Idealer, täuschender, mobilisierender konnte für Erdogan kein Vorwand sein (als der dilettantische Putschversuch), um mit einem Handstreich jegliche  Kritik oder jeden geistigen Widerstand als putschistisch oder von Gülen-Kräften initiiert, zu denunzieren. Erdogans erstes offenes Wort nach dem schon im Keim erstickten Putschversuch – dieser sei wie von Gott gesandt -, sprach diese insgeheime Wunscherfüllung aus. Fortan greift er mit demokratischer Maske & immer erneuten Verlängerungen des »Notstands« so autokratisch wie nur denkbar durch, um Zug um Zug alle nur mögliche Opposition mundtot & einzuschüchtern, zu enteignen oder arbeitslos zu machen.

Die pauschalen, teilweise kafkaesk-absurden Beschuldigungen gegen immer neue Gruppen der Gesellschaft (vor allem Intellektuelle, Schriftsteller & Journalisten) sind nicht einer paranoiden Angst geschuldet, sondern die logistisch perfekt exekutierte Eliminierung von Kritikern & die Neutralisierung demokratischer Institutionen oder Grundsätze, um ein permanentes öffentliches Klima der Angst, Willkür & totalitären Macht zu produzieren.

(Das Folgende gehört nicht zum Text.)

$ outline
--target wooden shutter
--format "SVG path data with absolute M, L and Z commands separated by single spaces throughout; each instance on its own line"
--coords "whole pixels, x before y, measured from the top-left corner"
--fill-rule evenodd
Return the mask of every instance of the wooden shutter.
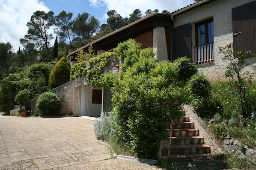
M 256 54 L 256 4 L 254 2 L 232 9 L 234 50 Z
M 191 23 L 172 29 L 172 62 L 183 56 L 192 58 L 191 34 Z

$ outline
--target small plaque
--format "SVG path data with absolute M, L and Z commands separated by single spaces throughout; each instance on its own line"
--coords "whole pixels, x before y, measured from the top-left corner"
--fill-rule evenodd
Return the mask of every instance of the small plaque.
M 102 90 L 92 90 L 92 103 L 101 104 L 102 99 Z

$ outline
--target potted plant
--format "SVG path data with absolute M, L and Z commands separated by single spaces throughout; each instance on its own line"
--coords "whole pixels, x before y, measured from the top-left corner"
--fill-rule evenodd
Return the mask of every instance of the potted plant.
M 27 117 L 27 110 L 25 105 L 28 101 L 30 92 L 27 89 L 20 91 L 15 97 L 15 101 L 21 106 L 20 110 L 21 117 Z
M 27 110 L 26 110 L 26 107 L 23 106 L 21 109 L 21 117 L 27 117 Z

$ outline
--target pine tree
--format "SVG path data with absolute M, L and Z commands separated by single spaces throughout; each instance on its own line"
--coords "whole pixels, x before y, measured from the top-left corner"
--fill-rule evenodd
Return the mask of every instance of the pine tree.
M 64 57 L 54 67 L 49 78 L 49 85 L 52 88 L 57 87 L 70 80 L 71 65 Z
M 57 58 L 58 57 L 59 50 L 58 50 L 58 35 L 56 36 L 55 41 L 54 41 L 54 45 L 53 50 L 51 52 L 51 58 L 49 61 L 51 61 L 53 59 Z

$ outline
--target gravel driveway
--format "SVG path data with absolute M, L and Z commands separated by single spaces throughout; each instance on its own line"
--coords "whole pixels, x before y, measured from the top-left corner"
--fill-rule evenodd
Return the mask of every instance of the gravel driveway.
M 81 117 L 0 116 L 1 170 L 161 170 L 117 159 Z

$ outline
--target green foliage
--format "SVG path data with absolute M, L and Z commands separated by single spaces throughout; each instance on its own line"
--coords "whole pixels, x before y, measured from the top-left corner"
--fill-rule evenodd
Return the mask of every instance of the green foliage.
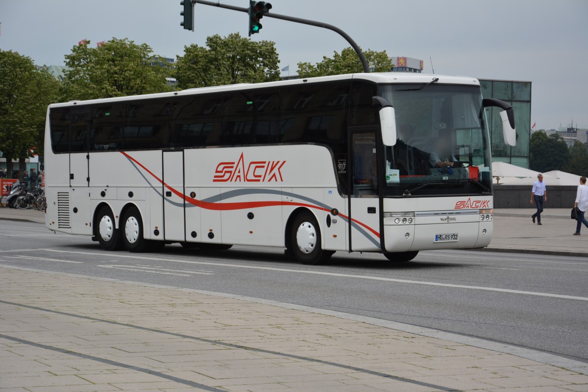
M 90 41 L 74 46 L 66 55 L 62 89 L 64 100 L 95 99 L 170 91 L 166 77 L 171 66 L 152 55 L 146 43 L 112 39 L 96 48 Z
M 271 82 L 280 79 L 274 42 L 252 41 L 238 33 L 206 39 L 206 46 L 185 46 L 178 56 L 176 79 L 181 89 L 237 83 Z
M 570 149 L 570 153 L 571 158 L 564 171 L 578 176 L 588 175 L 588 149 L 586 145 L 576 140 Z
M 363 52 L 368 63 L 374 67 L 375 72 L 387 72 L 392 69 L 392 61 L 386 51 L 376 52 L 368 49 Z M 323 61 L 313 65 L 310 63 L 298 63 L 298 75 L 300 78 L 326 76 L 363 72 L 361 60 L 353 48 L 346 48 L 339 53 L 333 52 L 333 57 L 323 56 Z
M 563 170 L 569 164 L 571 155 L 566 142 L 554 133 L 547 136 L 542 131 L 531 135 L 529 146 L 529 169 L 545 172 Z
M 42 150 L 47 106 L 58 88 L 29 58 L 0 50 L 0 151 L 7 161 L 32 156 L 33 148 Z

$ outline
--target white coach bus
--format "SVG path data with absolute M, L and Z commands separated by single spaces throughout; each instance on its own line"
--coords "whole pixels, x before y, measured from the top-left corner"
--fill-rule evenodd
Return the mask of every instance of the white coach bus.
M 285 247 L 308 264 L 485 247 L 490 106 L 514 145 L 512 107 L 483 100 L 472 78 L 357 73 L 52 104 L 46 225 L 108 250 Z

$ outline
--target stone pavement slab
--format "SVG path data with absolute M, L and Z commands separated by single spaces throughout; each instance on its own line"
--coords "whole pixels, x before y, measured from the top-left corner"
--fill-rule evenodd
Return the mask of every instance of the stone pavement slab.
M 324 314 L 0 266 L 0 391 L 524 388 L 588 390 L 588 376 Z

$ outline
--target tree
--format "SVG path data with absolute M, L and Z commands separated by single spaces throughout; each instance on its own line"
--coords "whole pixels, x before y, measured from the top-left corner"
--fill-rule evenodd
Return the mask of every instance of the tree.
M 394 65 L 386 51 L 376 52 L 370 49 L 363 53 L 366 60 L 375 72 L 387 72 Z M 298 63 L 298 76 L 300 78 L 326 76 L 363 72 L 363 67 L 359 56 L 352 48 L 346 48 L 341 53 L 334 52 L 332 58 L 323 56 L 323 61 L 313 65 L 310 63 Z
M 66 55 L 64 100 L 94 99 L 171 91 L 171 65 L 146 43 L 112 39 L 91 48 L 84 40 Z
M 57 99 L 58 82 L 29 58 L 0 50 L 0 151 L 6 159 L 6 172 L 12 174 L 12 159 L 24 159 L 31 149 L 42 149 L 47 106 Z
M 588 175 L 588 149 L 586 145 L 579 140 L 576 140 L 570 149 L 569 163 L 565 167 L 565 171 L 578 176 Z
M 206 46 L 192 44 L 178 56 L 176 78 L 182 89 L 280 79 L 274 42 L 255 42 L 238 33 L 206 38 Z
M 560 135 L 553 133 L 547 136 L 538 131 L 531 135 L 529 146 L 529 169 L 545 172 L 562 170 L 570 161 L 570 150 Z

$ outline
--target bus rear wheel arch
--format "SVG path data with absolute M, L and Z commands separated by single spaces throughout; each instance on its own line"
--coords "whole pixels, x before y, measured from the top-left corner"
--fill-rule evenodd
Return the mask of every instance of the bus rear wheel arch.
M 103 205 L 96 216 L 95 236 L 105 250 L 120 250 L 123 247 L 121 233 L 116 228 L 114 214 L 110 207 Z
M 142 252 L 149 248 L 149 242 L 143 236 L 143 219 L 135 206 L 129 207 L 122 215 L 120 228 L 122 243 L 131 252 Z
M 320 227 L 308 210 L 298 213 L 290 226 L 289 249 L 303 264 L 317 265 L 326 262 L 335 252 L 322 249 Z
M 398 252 L 390 253 L 384 253 L 386 258 L 395 263 L 407 263 L 416 257 L 419 254 L 418 250 L 413 252 Z

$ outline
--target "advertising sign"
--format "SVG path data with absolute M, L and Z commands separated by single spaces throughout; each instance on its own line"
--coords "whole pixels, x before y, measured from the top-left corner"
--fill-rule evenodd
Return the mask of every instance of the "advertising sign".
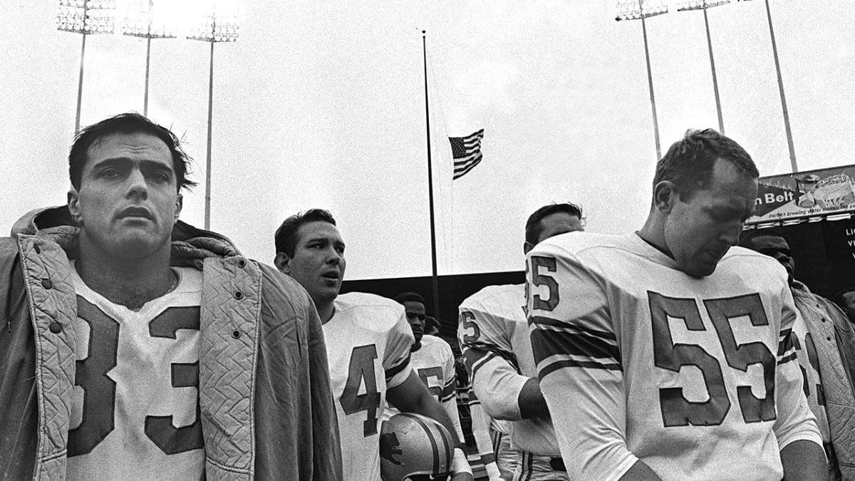
M 746 223 L 855 211 L 855 165 L 760 177 Z
M 820 223 L 828 264 L 855 264 L 855 219 Z

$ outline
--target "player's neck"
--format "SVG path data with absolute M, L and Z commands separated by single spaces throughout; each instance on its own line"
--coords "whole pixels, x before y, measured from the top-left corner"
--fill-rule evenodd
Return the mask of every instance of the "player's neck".
M 81 239 L 75 266 L 89 288 L 134 311 L 174 289 L 178 280 L 169 268 L 168 248 L 144 258 L 116 259 Z
M 315 304 L 315 307 L 318 310 L 318 317 L 321 318 L 321 324 L 325 324 L 329 322 L 329 320 L 333 318 L 333 314 L 335 314 L 335 305 L 333 304 L 333 301 L 321 306 Z
M 650 244 L 654 249 L 673 258 L 674 256 L 671 255 L 671 252 L 665 246 L 664 229 L 659 225 L 659 223 L 656 219 L 649 217 L 644 226 L 635 231 L 635 234 L 642 240 Z

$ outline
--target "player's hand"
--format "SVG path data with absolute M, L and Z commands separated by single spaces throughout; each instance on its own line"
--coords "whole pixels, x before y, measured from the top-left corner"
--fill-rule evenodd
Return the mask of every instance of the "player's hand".
M 451 460 L 451 481 L 475 481 L 472 477 L 472 468 L 466 459 L 466 453 L 460 448 L 454 448 L 454 459 Z

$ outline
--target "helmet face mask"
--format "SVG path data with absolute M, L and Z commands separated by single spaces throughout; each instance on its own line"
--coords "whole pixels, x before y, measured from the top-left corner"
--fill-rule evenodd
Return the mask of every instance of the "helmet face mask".
M 421 414 L 402 413 L 383 423 L 380 455 L 384 481 L 448 479 L 454 439 L 439 422 Z

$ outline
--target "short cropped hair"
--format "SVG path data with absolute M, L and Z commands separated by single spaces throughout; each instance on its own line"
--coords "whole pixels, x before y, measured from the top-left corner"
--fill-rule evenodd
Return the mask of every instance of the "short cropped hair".
M 144 116 L 136 112 L 127 112 L 93 123 L 74 136 L 74 142 L 68 152 L 68 176 L 71 179 L 71 185 L 75 189 L 80 189 L 83 168 L 88 160 L 89 148 L 115 134 L 145 134 L 160 139 L 166 144 L 172 156 L 172 168 L 175 171 L 178 190 L 196 185 L 196 182 L 187 178 L 192 159 L 184 151 L 178 137 L 168 128 L 151 122 Z
M 305 212 L 298 212 L 290 216 L 276 229 L 274 235 L 274 241 L 276 243 L 276 252 L 285 252 L 289 258 L 294 257 L 294 251 L 297 249 L 297 242 L 299 239 L 297 236 L 300 227 L 309 223 L 323 222 L 335 225 L 335 219 L 329 211 L 323 209 L 310 209 Z
M 710 186 L 713 167 L 719 158 L 730 162 L 752 178 L 760 176 L 748 152 L 730 138 L 712 128 L 689 129 L 657 163 L 653 186 L 670 181 L 680 199 L 688 202 L 695 192 Z
M 740 246 L 753 250 L 754 239 L 758 237 L 780 237 L 784 240 L 787 240 L 784 235 L 774 227 L 768 227 L 766 229 L 749 229 L 747 230 L 743 230 L 742 234 L 740 235 Z
M 421 302 L 422 306 L 424 306 L 425 307 L 428 306 L 428 303 L 425 302 L 425 298 L 414 292 L 402 292 L 393 297 L 392 300 L 402 306 L 404 302 Z
M 550 204 L 548 205 L 544 205 L 537 211 L 534 211 L 532 215 L 528 216 L 528 220 L 526 221 L 526 242 L 537 244 L 538 239 L 543 232 L 543 226 L 540 225 L 540 221 L 542 221 L 546 216 L 550 216 L 556 212 L 564 212 L 570 216 L 577 217 L 580 221 L 582 219 L 581 206 L 573 204 L 572 202 L 563 202 L 561 204 Z

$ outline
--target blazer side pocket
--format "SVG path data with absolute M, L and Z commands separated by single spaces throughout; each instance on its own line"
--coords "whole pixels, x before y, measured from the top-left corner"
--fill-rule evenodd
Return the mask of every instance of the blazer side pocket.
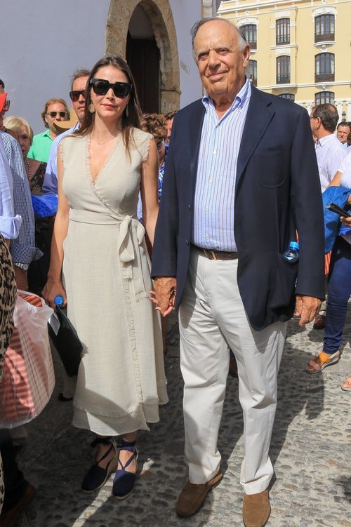
M 298 261 L 291 263 L 280 253 L 277 253 L 275 275 L 270 302 L 272 309 L 286 308 L 295 302 L 295 284 L 298 270 Z

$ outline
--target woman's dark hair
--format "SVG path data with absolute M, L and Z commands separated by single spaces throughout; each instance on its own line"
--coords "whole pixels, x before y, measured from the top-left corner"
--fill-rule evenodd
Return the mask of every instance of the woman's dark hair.
M 84 119 L 81 126 L 77 130 L 73 135 L 86 135 L 91 132 L 94 126 L 95 113 L 91 114 L 88 110 L 89 105 L 91 102 L 91 90 L 93 88 L 90 86 L 90 81 L 96 75 L 96 72 L 105 66 L 114 66 L 121 72 L 123 72 L 127 77 L 129 82 L 133 84 L 132 91 L 130 94 L 129 102 L 123 112 L 121 119 L 122 125 L 122 138 L 126 147 L 126 150 L 129 154 L 129 145 L 131 138 L 133 135 L 133 128 L 140 128 L 140 115 L 141 110 L 138 99 L 138 95 L 135 89 L 134 79 L 127 63 L 121 57 L 117 57 L 113 55 L 107 55 L 103 58 L 98 60 L 95 66 L 93 67 L 88 79 L 85 93 L 85 107 Z M 128 115 L 126 112 L 128 108 Z

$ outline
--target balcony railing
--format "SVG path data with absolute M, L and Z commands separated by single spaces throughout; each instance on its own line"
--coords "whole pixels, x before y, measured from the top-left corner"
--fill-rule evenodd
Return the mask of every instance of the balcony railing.
M 333 42 L 335 33 L 315 33 L 314 42 Z
M 290 35 L 282 35 L 281 36 L 277 36 L 275 39 L 275 44 L 277 46 L 282 46 L 282 44 L 289 44 Z
M 277 84 L 290 84 L 290 75 L 277 75 Z
M 333 82 L 335 81 L 334 73 L 319 73 L 314 74 L 314 82 L 326 82 L 326 81 Z

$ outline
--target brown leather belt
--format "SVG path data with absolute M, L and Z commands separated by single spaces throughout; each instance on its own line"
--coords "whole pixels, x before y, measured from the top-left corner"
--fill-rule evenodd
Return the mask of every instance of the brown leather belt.
M 212 249 L 204 249 L 196 245 L 194 247 L 204 255 L 206 258 L 208 258 L 208 260 L 237 260 L 238 258 L 238 253 L 234 251 L 213 251 Z

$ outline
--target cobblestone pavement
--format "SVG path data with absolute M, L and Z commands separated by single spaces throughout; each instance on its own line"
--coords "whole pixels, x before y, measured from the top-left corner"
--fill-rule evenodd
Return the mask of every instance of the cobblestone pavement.
M 20 527 L 227 527 L 242 526 L 243 420 L 237 380 L 228 378 L 219 448 L 225 471 L 221 483 L 190 519 L 177 517 L 174 505 L 187 479 L 184 462 L 182 378 L 177 326 L 168 333 L 166 359 L 169 403 L 159 423 L 139 437 L 140 477 L 135 491 L 119 502 L 112 495 L 113 476 L 95 494 L 80 490 L 93 460 L 89 432 L 70 425 L 70 403 L 60 403 L 62 366 L 57 358 L 57 386 L 42 414 L 27 426 L 28 439 L 19 454 L 37 496 Z M 305 373 L 307 361 L 321 349 L 323 331 L 312 324 L 289 324 L 279 378 L 279 404 L 271 443 L 275 478 L 270 491 L 272 515 L 267 527 L 351 527 L 351 393 L 340 384 L 351 373 L 349 339 L 345 332 L 342 359 L 323 373 Z

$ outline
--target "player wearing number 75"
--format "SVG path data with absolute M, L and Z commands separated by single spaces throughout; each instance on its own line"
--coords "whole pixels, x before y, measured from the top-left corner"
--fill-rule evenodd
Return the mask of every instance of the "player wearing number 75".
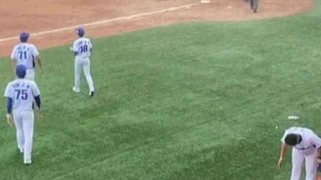
M 76 33 L 79 38 L 74 42 L 70 50 L 74 52 L 75 60 L 75 86 L 73 90 L 76 92 L 80 92 L 80 78 L 82 68 L 89 86 L 89 96 L 94 96 L 94 84 L 90 74 L 90 56 L 92 50 L 92 45 L 90 40 L 84 37 L 85 30 L 83 28 L 78 28 Z
M 26 78 L 35 81 L 36 63 L 37 61 L 40 68 L 43 70 L 42 64 L 39 56 L 39 52 L 35 45 L 28 43 L 30 34 L 24 32 L 20 34 L 21 43 L 16 46 L 11 54 L 12 64 L 14 72 L 17 65 L 23 64 L 27 68 Z M 16 74 L 15 74 L 16 76 Z
M 8 84 L 5 96 L 8 98 L 7 118 L 8 124 L 13 124 L 17 130 L 18 148 L 24 153 L 24 164 L 31 164 L 34 136 L 34 100 L 40 110 L 40 92 L 34 82 L 25 79 L 27 68 L 18 65 L 16 70 L 17 78 Z

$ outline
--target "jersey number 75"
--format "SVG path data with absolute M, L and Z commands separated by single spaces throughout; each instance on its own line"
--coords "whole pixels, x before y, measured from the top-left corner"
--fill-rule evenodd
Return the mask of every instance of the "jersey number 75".
M 27 90 L 15 90 L 15 92 L 17 92 L 16 100 L 21 98 L 23 100 L 26 100 L 28 98 L 28 94 Z

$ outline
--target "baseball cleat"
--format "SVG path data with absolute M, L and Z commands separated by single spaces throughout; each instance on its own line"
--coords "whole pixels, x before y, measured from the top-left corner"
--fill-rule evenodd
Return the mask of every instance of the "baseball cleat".
M 75 87 L 72 88 L 72 90 L 73 90 L 74 92 L 80 92 L 80 90 L 79 90 L 79 88 L 76 88 Z
M 17 151 L 21 153 L 24 153 L 24 149 L 21 149 L 19 148 L 17 149 Z
M 30 165 L 32 163 L 31 160 L 24 160 L 24 164 Z

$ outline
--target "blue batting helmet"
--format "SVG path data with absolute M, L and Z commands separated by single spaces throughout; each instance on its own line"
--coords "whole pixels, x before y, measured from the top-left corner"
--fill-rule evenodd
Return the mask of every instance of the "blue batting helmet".
M 25 78 L 26 74 L 27 73 L 27 68 L 24 65 L 18 65 L 16 68 L 16 74 L 17 76 L 21 78 Z
M 20 34 L 20 42 L 26 42 L 28 40 L 29 38 L 29 34 L 28 32 L 24 32 Z
M 76 29 L 76 33 L 79 36 L 82 37 L 85 34 L 85 30 L 82 28 L 79 28 Z

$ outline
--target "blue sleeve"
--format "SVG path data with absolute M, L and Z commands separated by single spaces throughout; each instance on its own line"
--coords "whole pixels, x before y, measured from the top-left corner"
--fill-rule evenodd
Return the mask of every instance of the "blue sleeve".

Die Parallele zur demokratisch camouflierten «Machtübernahme« der Nazis am Ende der Weimarer Republik 1933 sind auf eine nachgerade peinliche, komisch-grausige Art & Weise so evident, dass die türkische »Wiederholung« wie ein sklavisch ausgeführtes Imititat erscheint. Indem Erdogan Pässe einzieht, die Emigration verbietet, bzw. Emigranten mit der totalen Kassierung ihres Privateigentums bestrafen will, ist er endgültig auf Augenhöhe mit nazistischen oder stalinistischen Sanktionen gegen »Volks«- oder »Staatsfeinde«. 

Eben diese ins Auge springende Evidenz schützt paradoxerweise Erdogans »Machtübernahme« auf offener Bühne & vor aller Welt. Entweder traut ihm keiner diese politische Chuzpe zu, oder man will lieber als Erdogans Zeitgenosse seinen eigenen Augen nicht trauen, weil doch nicht »sein kann, was nicht sein darf« (Christian Morgenstern). Deshalb zerbrechen sich z.B. deutsche politische Journalisten den Kopf darüber, ob Erdogans »Präsidialsystem« eher an dem französischen oder usamerikanischen Vorbild sich orientiere (obwohl doch einmal vor den jüngsten Ereignissen einer seiner Vertrauten verraten hatte, dass man von Hitler zu lernen versuche). Offenbar muss man türkischer Journalist wie Bülent Mumay sein, der am  11. 1. 2016 in seiner FAZ-Kolumne das Kind beim Namen genannt hatte, als er den »Präsidenten alla turca« als den unumschränkten Gewaltherrscher an der Spitze des Staates uns vor Augen stellte.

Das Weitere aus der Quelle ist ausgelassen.